Organogenesis is the period of embryogenesis during which the three germ layers formed during gastrulation are further organized into tissues and organs. This process often requires the rearrangement and interaction of disparate and distant cells. These cells must frequently migrate from their original positions to their final locations. Most organs are formed through the interaction of two or more germ layers. (Gilbert, 2003). Such is the case for the Gallus domesticus heart.

The heart is the first functional organ to form in the amniote vertebrate. In chicks, presumptive heart cells migrate through the primitive streak and form two groups of mesodermal cells lateral to and level with Hensen’s node (Gilbert, 2003). These cells are collectively referred to as the cardiogenic mesoderm and form from the lateral plate mesoderm. The cardiogenic mesoderm layer is specified by the underlying anterior endoderm through BMP and FGF signalling pathways. These signals direct the two groups of cells to differentiate independently while they migrate anteriorly toward the gut tube. The two endocardial tubes fuse when the infolding of a superficial layer called the splanchnic (or ventral) mesoderm brings them together. Migration and fusion seem to be directed, respectively, by a fibronectin gradient in the foregut endoderm, and the selective expression of N-cadherin on the apices of the migrating bilateral primordial. These two clusters will go on to form atrial, ventricular musculature, cushion cells of valves, the Purkinje conducting fibers, and endothelial lining of heart (Gilbert, 2003).
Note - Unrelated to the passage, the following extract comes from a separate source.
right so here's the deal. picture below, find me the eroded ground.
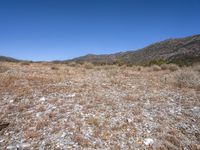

There are two modes of development common to most species in the animal kingdom. Virtually all embryos undergo both mosaic and regulative development at some point during their growth. Regulative development generally occurs in early gastrulation when cells are induced to form different structures according to the cell-cell signalling interactions in a specific area of the embryo that lead to the conditional specification of a cell’s fate. A cell undergoing regulative development can be transplanted to another part of the embryo and form whatever structure belongs in that area instead of the structure that it would have originally formed because it is competent to receive the different signals from the new cells around it.

The second mode of development is mosaic development. Mosaic development results from the autonomous specification of a cell’s fate. These cells, instead of depending on cell-cell interactions, are determined by cytoplasmic factors contained within the cell itself. These cells will form a given structure even if they are moved to a new location and are exposed to cell-cell interactions and signals that differ from their original position. Most organisms contain different types of tissues, each of which may undergo one of these developmental mechanisms at a given time (Gilbert, 2003).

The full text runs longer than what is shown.